Two stretches of the Mathura-Bareilly National Highway (NH-530B) have now been opened. The remaining 265 km stretch is still under construction and is scheduled to be completed by November 2027, as per NHAI plans. But the ones that are already open give you some information about the position of Mathura and Vrindavan in the government's agenda of infrastructure.
What have they constructed to date?
The four-lane will be extended to Mathura, Hathras, Kasganj, Badaun, and Bareilly. Two Mathura end packages have been completed. Mathura has been connected to Gaju village via package 1B, a 33-km-long tunnel constructed under the Hybrid Annuity Model (HAM) for Rs 1,858 crore. It consists of 2 major bridges, 9 minor bridges, 11 vehicle underpasses, a road overbridge, and 2 elevated viaducts. With a combination of bridges, underpasses, and viaducts, package 1C further extends from Gaju village to Devinagar Bypass for Rs 1,523 crore.

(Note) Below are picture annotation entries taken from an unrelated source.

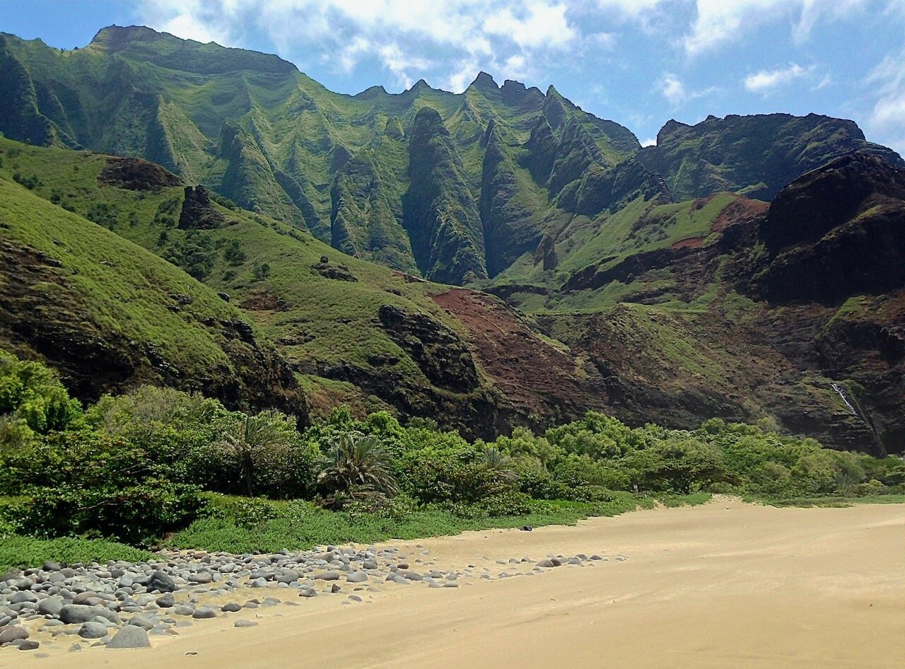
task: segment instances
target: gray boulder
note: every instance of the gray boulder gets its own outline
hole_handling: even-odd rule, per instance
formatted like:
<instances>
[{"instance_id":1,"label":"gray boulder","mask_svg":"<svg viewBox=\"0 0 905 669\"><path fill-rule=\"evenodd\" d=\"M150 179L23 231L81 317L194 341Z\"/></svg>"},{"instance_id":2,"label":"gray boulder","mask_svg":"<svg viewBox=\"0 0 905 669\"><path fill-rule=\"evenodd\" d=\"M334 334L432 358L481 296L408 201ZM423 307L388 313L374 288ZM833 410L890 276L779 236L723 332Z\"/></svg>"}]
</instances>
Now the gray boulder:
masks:
<instances>
[{"instance_id":1,"label":"gray boulder","mask_svg":"<svg viewBox=\"0 0 905 669\"><path fill-rule=\"evenodd\" d=\"M14 625L5 627L3 632L0 632L0 645L8 644L16 639L27 639L30 636L27 629L18 625Z\"/></svg>"},{"instance_id":2,"label":"gray boulder","mask_svg":"<svg viewBox=\"0 0 905 669\"><path fill-rule=\"evenodd\" d=\"M107 636L107 626L103 623L87 622L79 627L79 636L83 639L102 639Z\"/></svg>"},{"instance_id":3,"label":"gray boulder","mask_svg":"<svg viewBox=\"0 0 905 669\"><path fill-rule=\"evenodd\" d=\"M150 648L151 642L144 628L127 625L113 636L113 638L107 644L107 647L116 649Z\"/></svg>"},{"instance_id":4,"label":"gray boulder","mask_svg":"<svg viewBox=\"0 0 905 669\"><path fill-rule=\"evenodd\" d=\"M148 592L157 590L158 592L174 592L176 589L176 581L173 577L157 570L151 574L146 585Z\"/></svg>"}]
</instances>

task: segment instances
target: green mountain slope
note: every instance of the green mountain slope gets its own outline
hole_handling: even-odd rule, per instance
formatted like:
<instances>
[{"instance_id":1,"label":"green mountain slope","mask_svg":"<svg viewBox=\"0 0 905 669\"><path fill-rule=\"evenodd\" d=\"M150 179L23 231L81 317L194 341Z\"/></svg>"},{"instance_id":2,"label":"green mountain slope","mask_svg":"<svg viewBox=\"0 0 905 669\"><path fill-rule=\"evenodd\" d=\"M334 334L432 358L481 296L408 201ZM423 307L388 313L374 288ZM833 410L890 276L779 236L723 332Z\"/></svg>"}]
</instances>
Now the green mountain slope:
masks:
<instances>
[{"instance_id":1,"label":"green mountain slope","mask_svg":"<svg viewBox=\"0 0 905 669\"><path fill-rule=\"evenodd\" d=\"M8 143L5 148L9 159ZM0 175L0 249L3 348L51 362L79 397L155 383L308 419L285 360L244 314L181 270L6 175Z\"/></svg>"},{"instance_id":2,"label":"green mountain slope","mask_svg":"<svg viewBox=\"0 0 905 669\"><path fill-rule=\"evenodd\" d=\"M238 309L262 341L273 342L317 413L345 402L404 418L427 416L488 436L604 406L590 383L573 378L583 362L491 296L464 291L446 298L448 286L351 258L287 224L217 204L203 187L176 185L174 175L142 160L0 139L0 177L24 182L30 190L14 187L46 198L39 201L56 215L78 218L120 244L131 245L116 234L131 240L204 282L207 287L170 267L205 294L218 291L217 304ZM457 308L461 301L467 312ZM487 322L497 339L482 330ZM513 353L536 368L552 365L544 383L513 376ZM97 376L99 385L103 377Z\"/></svg>"},{"instance_id":3,"label":"green mountain slope","mask_svg":"<svg viewBox=\"0 0 905 669\"><path fill-rule=\"evenodd\" d=\"M71 52L4 34L0 58L8 137L142 157L345 253L452 283L549 259L564 221L638 197L769 200L855 150L902 164L852 121L813 114L670 121L642 148L552 86L481 72L461 94L422 81L340 95L277 56L143 27Z\"/></svg>"},{"instance_id":4,"label":"green mountain slope","mask_svg":"<svg viewBox=\"0 0 905 669\"><path fill-rule=\"evenodd\" d=\"M486 74L457 95L419 81L399 95L346 96L276 56L147 28L105 28L72 52L12 35L0 48L18 91L0 110L8 137L143 157L343 251L452 282L510 262L499 239L485 256L485 230L531 247L551 197L639 148L552 88L499 87ZM424 122L424 108L443 129ZM491 122L493 167L507 172L499 183L484 174ZM542 147L530 143L538 128ZM514 205L481 210L481 197Z\"/></svg>"},{"instance_id":5,"label":"green mountain slope","mask_svg":"<svg viewBox=\"0 0 905 669\"><path fill-rule=\"evenodd\" d=\"M671 120L638 159L662 174L679 199L729 190L772 200L805 172L865 150L905 167L895 151L868 142L853 121L818 114L710 116L695 126Z\"/></svg>"}]
</instances>

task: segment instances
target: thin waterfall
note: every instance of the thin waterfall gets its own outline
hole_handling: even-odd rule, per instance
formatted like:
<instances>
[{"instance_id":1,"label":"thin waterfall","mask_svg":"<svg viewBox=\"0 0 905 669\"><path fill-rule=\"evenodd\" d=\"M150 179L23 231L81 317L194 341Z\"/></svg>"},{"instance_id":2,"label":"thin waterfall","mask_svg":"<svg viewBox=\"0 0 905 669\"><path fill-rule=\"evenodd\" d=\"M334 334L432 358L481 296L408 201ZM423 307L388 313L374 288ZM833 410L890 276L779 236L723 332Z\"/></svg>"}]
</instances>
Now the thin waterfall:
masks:
<instances>
[{"instance_id":1,"label":"thin waterfall","mask_svg":"<svg viewBox=\"0 0 905 669\"><path fill-rule=\"evenodd\" d=\"M842 387L837 383L831 383L830 386L834 390L836 391L836 393L839 394L839 397L843 398L843 402L844 402L845 406L849 407L849 410L855 416L858 416L858 412L855 411L855 408L854 406L852 406L852 403L848 401L848 397L845 397L845 393L843 391Z\"/></svg>"}]
</instances>

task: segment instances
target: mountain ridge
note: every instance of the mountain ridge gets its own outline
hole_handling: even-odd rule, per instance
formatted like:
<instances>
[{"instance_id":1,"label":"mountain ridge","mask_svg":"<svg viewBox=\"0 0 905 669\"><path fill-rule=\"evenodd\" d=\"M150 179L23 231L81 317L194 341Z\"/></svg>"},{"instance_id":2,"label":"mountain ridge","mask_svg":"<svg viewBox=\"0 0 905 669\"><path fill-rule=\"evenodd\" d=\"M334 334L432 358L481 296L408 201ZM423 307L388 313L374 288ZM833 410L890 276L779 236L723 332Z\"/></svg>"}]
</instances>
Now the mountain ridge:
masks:
<instances>
[{"instance_id":1,"label":"mountain ridge","mask_svg":"<svg viewBox=\"0 0 905 669\"><path fill-rule=\"evenodd\" d=\"M0 129L150 158L204 191L154 210L15 147L0 171L233 294L315 410L348 401L472 435L588 408L673 427L717 416L905 449L905 280L882 270L905 220L883 184L903 163L853 121L671 120L642 148L553 86L484 72L458 94L422 81L348 96L151 36L64 56L4 37ZM186 53L200 72L164 66ZM818 221L821 206L839 215Z\"/></svg>"}]
</instances>

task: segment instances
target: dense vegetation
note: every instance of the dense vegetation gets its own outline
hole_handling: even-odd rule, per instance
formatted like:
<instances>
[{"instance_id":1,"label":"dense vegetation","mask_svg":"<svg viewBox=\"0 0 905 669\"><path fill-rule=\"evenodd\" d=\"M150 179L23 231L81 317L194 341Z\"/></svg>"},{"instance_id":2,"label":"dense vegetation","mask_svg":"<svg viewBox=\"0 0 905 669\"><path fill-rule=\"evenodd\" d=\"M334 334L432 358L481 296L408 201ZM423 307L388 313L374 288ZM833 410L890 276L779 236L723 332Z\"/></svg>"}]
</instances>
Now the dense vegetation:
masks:
<instances>
[{"instance_id":1,"label":"dense vegetation","mask_svg":"<svg viewBox=\"0 0 905 669\"><path fill-rule=\"evenodd\" d=\"M588 413L469 443L431 421L346 408L291 416L142 387L82 408L36 362L0 354L3 567L136 555L124 545L272 551L321 542L571 522L709 492L905 492L905 463L710 420L633 429ZM59 558L62 555L64 558Z\"/></svg>"}]
</instances>

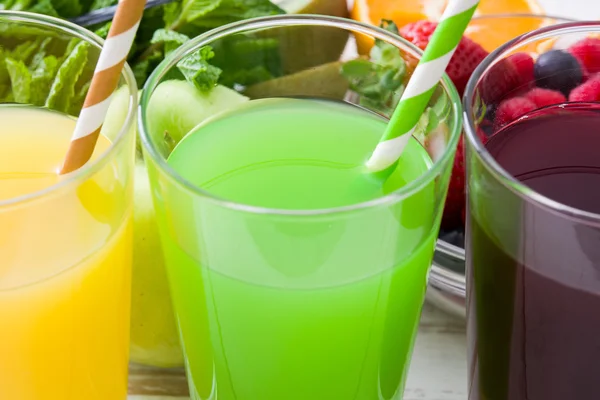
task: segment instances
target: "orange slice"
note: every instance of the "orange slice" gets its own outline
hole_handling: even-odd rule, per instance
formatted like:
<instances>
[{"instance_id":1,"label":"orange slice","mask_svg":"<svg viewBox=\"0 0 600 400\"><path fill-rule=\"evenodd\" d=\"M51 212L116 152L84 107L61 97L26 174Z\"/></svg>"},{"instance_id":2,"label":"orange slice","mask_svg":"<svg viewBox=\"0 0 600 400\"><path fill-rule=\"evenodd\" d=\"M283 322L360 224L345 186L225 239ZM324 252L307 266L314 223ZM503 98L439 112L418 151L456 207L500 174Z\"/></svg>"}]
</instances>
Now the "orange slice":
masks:
<instances>
[{"instance_id":1,"label":"orange slice","mask_svg":"<svg viewBox=\"0 0 600 400\"><path fill-rule=\"evenodd\" d=\"M421 19L437 21L442 16L447 0L354 0L354 6L351 11L351 17L357 21L365 22L371 25L379 25L382 19L394 21L398 27ZM481 0L475 15L491 15L506 13L528 13L541 14L542 7L537 0ZM488 21L488 19L486 19ZM507 28L502 22L489 20L490 27L486 28L486 34L478 34L482 31L481 24L479 29L471 31L472 39L480 43L486 50L495 49L498 45L518 36L522 33L539 28L539 19L524 19L522 22L514 22L510 28ZM473 23L476 23L475 21ZM476 27L477 28L477 27ZM495 34L490 39L487 33L496 30L501 35ZM361 54L367 54L373 41L371 38L357 35L358 50Z\"/></svg>"}]
</instances>

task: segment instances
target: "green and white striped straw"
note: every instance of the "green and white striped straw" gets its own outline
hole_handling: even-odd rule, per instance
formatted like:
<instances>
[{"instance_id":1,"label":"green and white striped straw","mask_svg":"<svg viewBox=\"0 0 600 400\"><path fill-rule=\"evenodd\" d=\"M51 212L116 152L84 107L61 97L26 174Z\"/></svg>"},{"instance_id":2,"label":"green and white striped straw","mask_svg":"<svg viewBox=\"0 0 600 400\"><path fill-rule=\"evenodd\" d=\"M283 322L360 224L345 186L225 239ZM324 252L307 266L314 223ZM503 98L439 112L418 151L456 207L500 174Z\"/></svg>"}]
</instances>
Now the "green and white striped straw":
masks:
<instances>
[{"instance_id":1,"label":"green and white striped straw","mask_svg":"<svg viewBox=\"0 0 600 400\"><path fill-rule=\"evenodd\" d=\"M479 0L450 0L383 137L367 161L369 171L385 170L400 158L478 4Z\"/></svg>"}]
</instances>

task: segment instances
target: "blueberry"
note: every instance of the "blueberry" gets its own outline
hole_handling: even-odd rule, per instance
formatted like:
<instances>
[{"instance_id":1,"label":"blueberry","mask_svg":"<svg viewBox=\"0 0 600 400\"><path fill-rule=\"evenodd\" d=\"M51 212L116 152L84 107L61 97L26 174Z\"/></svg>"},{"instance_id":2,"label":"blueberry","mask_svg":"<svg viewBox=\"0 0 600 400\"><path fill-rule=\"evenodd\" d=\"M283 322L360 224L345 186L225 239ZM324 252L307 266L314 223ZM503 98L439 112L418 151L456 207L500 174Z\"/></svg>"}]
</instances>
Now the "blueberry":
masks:
<instances>
[{"instance_id":1,"label":"blueberry","mask_svg":"<svg viewBox=\"0 0 600 400\"><path fill-rule=\"evenodd\" d=\"M558 90L565 96L583 81L579 62L563 50L550 50L540 55L533 74L539 87Z\"/></svg>"},{"instance_id":2,"label":"blueberry","mask_svg":"<svg viewBox=\"0 0 600 400\"><path fill-rule=\"evenodd\" d=\"M462 229L440 231L440 239L458 247L463 247L465 244L465 234Z\"/></svg>"}]
</instances>

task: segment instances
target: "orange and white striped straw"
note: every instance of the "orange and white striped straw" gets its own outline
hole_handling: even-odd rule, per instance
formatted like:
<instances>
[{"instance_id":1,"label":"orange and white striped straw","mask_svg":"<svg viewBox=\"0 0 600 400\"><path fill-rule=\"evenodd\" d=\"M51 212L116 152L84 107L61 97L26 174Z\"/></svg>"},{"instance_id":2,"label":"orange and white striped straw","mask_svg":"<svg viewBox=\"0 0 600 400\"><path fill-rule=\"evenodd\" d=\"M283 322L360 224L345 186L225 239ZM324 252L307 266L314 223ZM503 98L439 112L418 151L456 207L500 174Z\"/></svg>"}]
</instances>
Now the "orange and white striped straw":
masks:
<instances>
[{"instance_id":1,"label":"orange and white striped straw","mask_svg":"<svg viewBox=\"0 0 600 400\"><path fill-rule=\"evenodd\" d=\"M61 174L82 167L94 153L100 129L140 25L146 0L119 0L92 77Z\"/></svg>"}]
</instances>

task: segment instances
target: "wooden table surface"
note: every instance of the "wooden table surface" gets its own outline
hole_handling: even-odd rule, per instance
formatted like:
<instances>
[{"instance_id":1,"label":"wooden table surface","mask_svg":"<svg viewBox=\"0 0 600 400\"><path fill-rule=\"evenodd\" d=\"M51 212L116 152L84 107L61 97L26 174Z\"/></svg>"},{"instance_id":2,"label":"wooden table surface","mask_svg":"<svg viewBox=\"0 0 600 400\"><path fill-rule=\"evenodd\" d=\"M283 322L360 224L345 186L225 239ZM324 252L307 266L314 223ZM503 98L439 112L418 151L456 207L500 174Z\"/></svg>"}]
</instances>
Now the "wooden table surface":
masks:
<instances>
[{"instance_id":1,"label":"wooden table surface","mask_svg":"<svg viewBox=\"0 0 600 400\"><path fill-rule=\"evenodd\" d=\"M465 400L465 323L426 304L404 400ZM182 371L132 367L129 400L188 400Z\"/></svg>"}]
</instances>

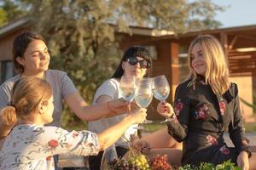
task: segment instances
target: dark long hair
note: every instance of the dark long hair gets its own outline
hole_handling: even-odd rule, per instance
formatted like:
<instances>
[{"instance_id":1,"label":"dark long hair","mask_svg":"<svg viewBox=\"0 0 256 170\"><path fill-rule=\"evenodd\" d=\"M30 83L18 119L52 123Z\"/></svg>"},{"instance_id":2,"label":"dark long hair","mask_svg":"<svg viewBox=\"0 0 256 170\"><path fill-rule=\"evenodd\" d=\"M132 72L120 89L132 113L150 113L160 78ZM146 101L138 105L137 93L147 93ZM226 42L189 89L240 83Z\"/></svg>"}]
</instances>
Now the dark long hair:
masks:
<instances>
[{"instance_id":1,"label":"dark long hair","mask_svg":"<svg viewBox=\"0 0 256 170\"><path fill-rule=\"evenodd\" d=\"M113 75L111 76L112 78L120 78L124 75L124 69L122 67L122 62L126 61L129 58L137 58L141 57L145 60L148 60L150 63L152 63L151 56L148 49L142 46L132 46L126 49L123 58L115 70ZM150 68L148 69L148 72L150 71Z\"/></svg>"}]
</instances>

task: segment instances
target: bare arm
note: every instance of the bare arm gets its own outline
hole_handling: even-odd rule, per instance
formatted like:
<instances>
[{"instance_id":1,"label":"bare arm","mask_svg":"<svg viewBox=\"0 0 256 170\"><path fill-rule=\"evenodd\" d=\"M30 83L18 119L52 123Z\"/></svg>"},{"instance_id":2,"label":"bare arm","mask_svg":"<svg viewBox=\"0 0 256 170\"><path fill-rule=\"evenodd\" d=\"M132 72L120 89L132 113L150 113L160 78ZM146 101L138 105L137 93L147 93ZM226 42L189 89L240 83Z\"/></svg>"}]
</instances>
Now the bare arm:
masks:
<instances>
[{"instance_id":1,"label":"bare arm","mask_svg":"<svg viewBox=\"0 0 256 170\"><path fill-rule=\"evenodd\" d=\"M69 108L83 121L95 121L102 117L120 115L129 110L128 102L122 99L114 100L111 100L110 97L109 99L107 99L106 103L101 102L102 104L96 105L88 105L76 92L68 95L65 100Z\"/></svg>"}]
</instances>

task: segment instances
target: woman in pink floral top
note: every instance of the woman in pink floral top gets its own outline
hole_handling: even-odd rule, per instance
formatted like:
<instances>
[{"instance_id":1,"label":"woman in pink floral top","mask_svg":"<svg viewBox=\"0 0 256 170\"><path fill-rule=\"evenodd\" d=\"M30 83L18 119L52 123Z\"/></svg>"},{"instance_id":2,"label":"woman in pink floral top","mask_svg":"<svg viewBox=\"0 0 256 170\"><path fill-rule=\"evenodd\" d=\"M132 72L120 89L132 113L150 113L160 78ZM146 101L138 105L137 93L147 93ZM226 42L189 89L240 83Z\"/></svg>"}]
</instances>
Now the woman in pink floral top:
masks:
<instances>
[{"instance_id":1,"label":"woman in pink floral top","mask_svg":"<svg viewBox=\"0 0 256 170\"><path fill-rule=\"evenodd\" d=\"M229 81L219 42L210 35L197 37L189 48L189 65L190 78L176 89L174 111L167 103L158 105L160 115L172 118L167 122L169 133L183 141L182 164L217 165L230 159L242 170L256 169L255 153L245 138L237 86ZM227 129L235 148L224 143Z\"/></svg>"},{"instance_id":2,"label":"woman in pink floral top","mask_svg":"<svg viewBox=\"0 0 256 170\"><path fill-rule=\"evenodd\" d=\"M37 77L22 77L14 86L11 103L2 110L2 118L18 117L19 122L6 137L0 151L0 170L54 169L53 155L96 155L113 144L133 123L144 121L146 110L132 111L102 133L68 132L44 127L54 110L50 85Z\"/></svg>"}]
</instances>

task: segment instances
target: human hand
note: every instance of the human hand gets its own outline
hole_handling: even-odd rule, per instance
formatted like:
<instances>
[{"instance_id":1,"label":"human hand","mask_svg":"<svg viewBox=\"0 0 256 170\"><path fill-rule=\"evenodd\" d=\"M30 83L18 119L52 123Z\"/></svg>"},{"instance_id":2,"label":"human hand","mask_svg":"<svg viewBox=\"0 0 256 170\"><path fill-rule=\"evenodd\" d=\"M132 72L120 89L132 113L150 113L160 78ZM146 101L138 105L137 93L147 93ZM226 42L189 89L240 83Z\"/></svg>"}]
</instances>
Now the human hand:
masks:
<instances>
[{"instance_id":1,"label":"human hand","mask_svg":"<svg viewBox=\"0 0 256 170\"><path fill-rule=\"evenodd\" d=\"M132 117L134 123L143 123L147 116L147 110L143 108L135 109L131 111L131 114L128 116Z\"/></svg>"},{"instance_id":2,"label":"human hand","mask_svg":"<svg viewBox=\"0 0 256 170\"><path fill-rule=\"evenodd\" d=\"M3 143L5 141L6 137L0 138L0 150L2 149Z\"/></svg>"},{"instance_id":3,"label":"human hand","mask_svg":"<svg viewBox=\"0 0 256 170\"><path fill-rule=\"evenodd\" d=\"M164 101L164 102L160 102L157 105L157 112L162 116L172 116L173 114L174 114L174 111L173 111L173 108L172 106Z\"/></svg>"},{"instance_id":4,"label":"human hand","mask_svg":"<svg viewBox=\"0 0 256 170\"><path fill-rule=\"evenodd\" d=\"M238 167L241 170L249 170L249 157L247 151L241 151L236 159Z\"/></svg>"}]
</instances>

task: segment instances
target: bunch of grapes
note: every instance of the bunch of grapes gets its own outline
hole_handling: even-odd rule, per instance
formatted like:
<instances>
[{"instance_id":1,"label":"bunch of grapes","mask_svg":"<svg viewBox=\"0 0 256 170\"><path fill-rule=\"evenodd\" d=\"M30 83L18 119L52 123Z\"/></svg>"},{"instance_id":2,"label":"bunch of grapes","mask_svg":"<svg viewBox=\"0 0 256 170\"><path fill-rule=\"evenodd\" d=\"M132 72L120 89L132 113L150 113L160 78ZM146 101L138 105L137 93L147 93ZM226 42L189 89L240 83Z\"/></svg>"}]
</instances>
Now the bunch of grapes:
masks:
<instances>
[{"instance_id":1,"label":"bunch of grapes","mask_svg":"<svg viewBox=\"0 0 256 170\"><path fill-rule=\"evenodd\" d=\"M143 154L130 158L129 163L137 166L140 170L150 170L148 160Z\"/></svg>"},{"instance_id":2,"label":"bunch of grapes","mask_svg":"<svg viewBox=\"0 0 256 170\"><path fill-rule=\"evenodd\" d=\"M149 165L152 170L172 170L172 166L167 162L167 155L152 157Z\"/></svg>"},{"instance_id":3,"label":"bunch of grapes","mask_svg":"<svg viewBox=\"0 0 256 170\"><path fill-rule=\"evenodd\" d=\"M118 162L113 170L141 170L137 165L128 162L125 159L121 159Z\"/></svg>"}]
</instances>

Therefore, the Mathura section was given priority. It's interesting to note.
The bypass that Mathura really needed
Until now, the cars coming from Delhi and Rajasthan for Bareilly/Pilibhit had to pass directly through Mathura city. It looks like the Raya and Hathras bottleneck to anyone who has experienced sitting in one. New car routes around the urban area rather than through it. The junctions that were used by commuters to reach Agra, Gwalior, Hathras, and Kasganj are no longer to be traversed by crawling.
According to local farmers, the difference is evident already. Milk, vegetables, and crops are quicker to reach larger markets since they no longer have to travel through traffic. Earnings have been reduced by travel delays that have previously taken a toll but have been reduced since the sections in question were completed.
The roads in the Braj are gradually improving.
The source article is a part of a broader pattern: after Kashi, Ayodhya, and Vindhyachal were connected to modern highways, Braj is next. The Delhi-Varanasi bullet train corridor, proposed stations in Mathura and Agra, the Yamuna Expressway, the Agra-Lucknow Expressway, and now NH-530B are adding connectivity on the same belt. Each project on its own is a road or rail story. When they are piled on top of each other, they begin to resemble a region-level upgrade.
If you are interested in property in Mathura, it is the same as if you were to view property in any other area.
In Indian cities, there is a reasonably well-established link between land prices and highway connectivity. After a bypass or expressway opens, there is a tendency for demand to ramp up in the vicinity of interchanges and access roads within a few years, sometimes sooner. There were already other religious tourism centers in Mathura and Vrindavan that were attracting buyers. The emotional argument is backed up with a functional one: a functional highway bypass that will take away the city's biggest traffic problem.
This is where Earthousing has been selling MVDA and RERA-approved plots and villas for more than a decade. The ongoing projects are the well-connected Shri Vasudhara Vaishaly Premium Residential Plots at NH-19, Vrindavan; Shri Vrinda Aakruti Village Premium Residential Township at Govardhan Road, Mathura; Shri Vrinda Naivedyam Premium Residential Plots near Akbarpur on NH-19, Mathura; and Shri Vrinda Orchids Commercial Complex in Vrindavan. Over 3000 families and more than 5 lakh sq. yards of land have been released to date throughout the region under 100% government approval.
No returns are guaranteed with a highway. However, if the government constructs the road before you purchase the land, your risk assessment is quite different from the scenario where you purchase the land with the promise that the road will be built afterwards.